O duplo padrão de moralidade nos jornais é evidente. “Os ataques da Rússia contra a infraestrutura civil, especialmente a eletricidade, são crimes de guerra. Cortar a água e a luz de homens, mulheres e crianças… são atos de puro terror”, argumentou a presidente da Comissão Europeia, Ursula von der Leyen, em outubro do ano passado sobre a Ucrânia, em um sentimento amplamente compartilhado por muitos dos que atualmente defendem Israel por fazer o mesmo.
O presidente israelense Isaac Herzog — considerado a face “moderada” do governo — apresentou à imprensa uma janela para a mentalidade ideológica que justifica essas atrocidades na sexta-feira, dia 13: “É uma nação inteira lá fora que é responsável”, referindo-se a Gaza e os ataques do Hamas. “Não é verdade essa retórica de que os civis não sabiam, não se envolveram. Absolutamente não é verdade. Eles poderiam ter se levantado, poderiam ter lutado contra aquele regime maligno, que assumiu o controle da Gaza.”
O primeiro-ministro israelense Benjamin Netanyahu prometeu transformar Gaza em uma “ilha deserta” e “mudar o Oriente Médio”. Ele acrescentou, em tom de ameaça, que “o que faremos com nossos inimigos nos próximos dias repercutirá entre eles por gerações“. Fica evidente que “os inimigos” são o povo palestino e não apenas a ala militar do Hamas.

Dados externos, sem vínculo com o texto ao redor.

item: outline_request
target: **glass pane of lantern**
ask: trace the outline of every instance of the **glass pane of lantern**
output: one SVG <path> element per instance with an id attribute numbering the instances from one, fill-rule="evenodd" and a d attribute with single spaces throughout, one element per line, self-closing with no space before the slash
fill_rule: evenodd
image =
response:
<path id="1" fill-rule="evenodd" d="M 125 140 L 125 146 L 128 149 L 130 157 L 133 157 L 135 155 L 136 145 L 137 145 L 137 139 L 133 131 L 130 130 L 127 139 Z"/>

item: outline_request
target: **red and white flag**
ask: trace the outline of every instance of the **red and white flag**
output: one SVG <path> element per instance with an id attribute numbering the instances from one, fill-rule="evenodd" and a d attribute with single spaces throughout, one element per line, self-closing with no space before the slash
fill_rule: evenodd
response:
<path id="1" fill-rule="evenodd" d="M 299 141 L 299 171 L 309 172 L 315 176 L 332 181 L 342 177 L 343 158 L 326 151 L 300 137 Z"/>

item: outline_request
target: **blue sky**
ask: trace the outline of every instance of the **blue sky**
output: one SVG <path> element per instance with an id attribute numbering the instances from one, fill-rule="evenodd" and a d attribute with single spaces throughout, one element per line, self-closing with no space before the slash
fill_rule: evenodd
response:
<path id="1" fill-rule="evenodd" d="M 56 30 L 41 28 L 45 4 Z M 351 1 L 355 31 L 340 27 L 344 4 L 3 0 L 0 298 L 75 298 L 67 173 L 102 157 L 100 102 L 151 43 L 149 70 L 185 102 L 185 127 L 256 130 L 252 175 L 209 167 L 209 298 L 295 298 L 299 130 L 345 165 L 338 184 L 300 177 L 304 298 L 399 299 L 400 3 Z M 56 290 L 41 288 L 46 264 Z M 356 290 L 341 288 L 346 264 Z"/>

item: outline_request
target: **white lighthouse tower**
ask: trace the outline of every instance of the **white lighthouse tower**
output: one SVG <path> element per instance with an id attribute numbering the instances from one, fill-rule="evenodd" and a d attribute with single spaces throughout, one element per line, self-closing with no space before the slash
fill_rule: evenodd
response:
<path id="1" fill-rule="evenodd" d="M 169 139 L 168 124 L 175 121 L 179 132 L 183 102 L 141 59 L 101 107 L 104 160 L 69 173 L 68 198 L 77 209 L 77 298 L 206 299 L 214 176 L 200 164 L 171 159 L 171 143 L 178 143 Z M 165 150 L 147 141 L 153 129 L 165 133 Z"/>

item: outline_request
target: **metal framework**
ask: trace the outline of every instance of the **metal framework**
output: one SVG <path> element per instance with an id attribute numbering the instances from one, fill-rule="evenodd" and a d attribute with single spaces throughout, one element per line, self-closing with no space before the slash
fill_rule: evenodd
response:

Giora Eiland, general israelense aposentado e consultor de segurança, disse que Israel deve “criar um desastre humanitário sem precedentes” em Gaza. Ele ameaçou abertamente outra Nakba: “Somente a mobilização de dezenas de milhares e o clamor da comunidade internacional criarão a alavanca para que Gaza fique sem o Hamas ou sem pessoas. Estamos em uma guerra existencial”.
Quando a mídia normaliza e endossa acriticamente as ações militares de Israel, as justificando com um enfoque desequilibrado sobre o Hamas, ela está dando poder a essas pessoas para determinar o destino de todo um povo. Há alguma dúvida sobre até onde eles estão dispostos a ir?
Pedimos à mídia brasileira que seja responsável e acabe com essa loucura. Assim como durante a crise da Covid-19, este momento excepcional de calamidade exige que a imprensa se levante em nome da vida e da dignidade humana. É hora de deixar de lado as lealdades políticas, cessar o apoio acrítico ao assassinato em massa de civis e exigir o fim imediato da violência. Essa posição não é pró-Israel ou pró-Palestina — é pró-Humanidade.
Por favor, ouçam antes que seja tarde demais.
Assinado,
Todos os que exigem paz.
Mais de 22 mil brasileiros assinaram esta petição. Atualizações em breve.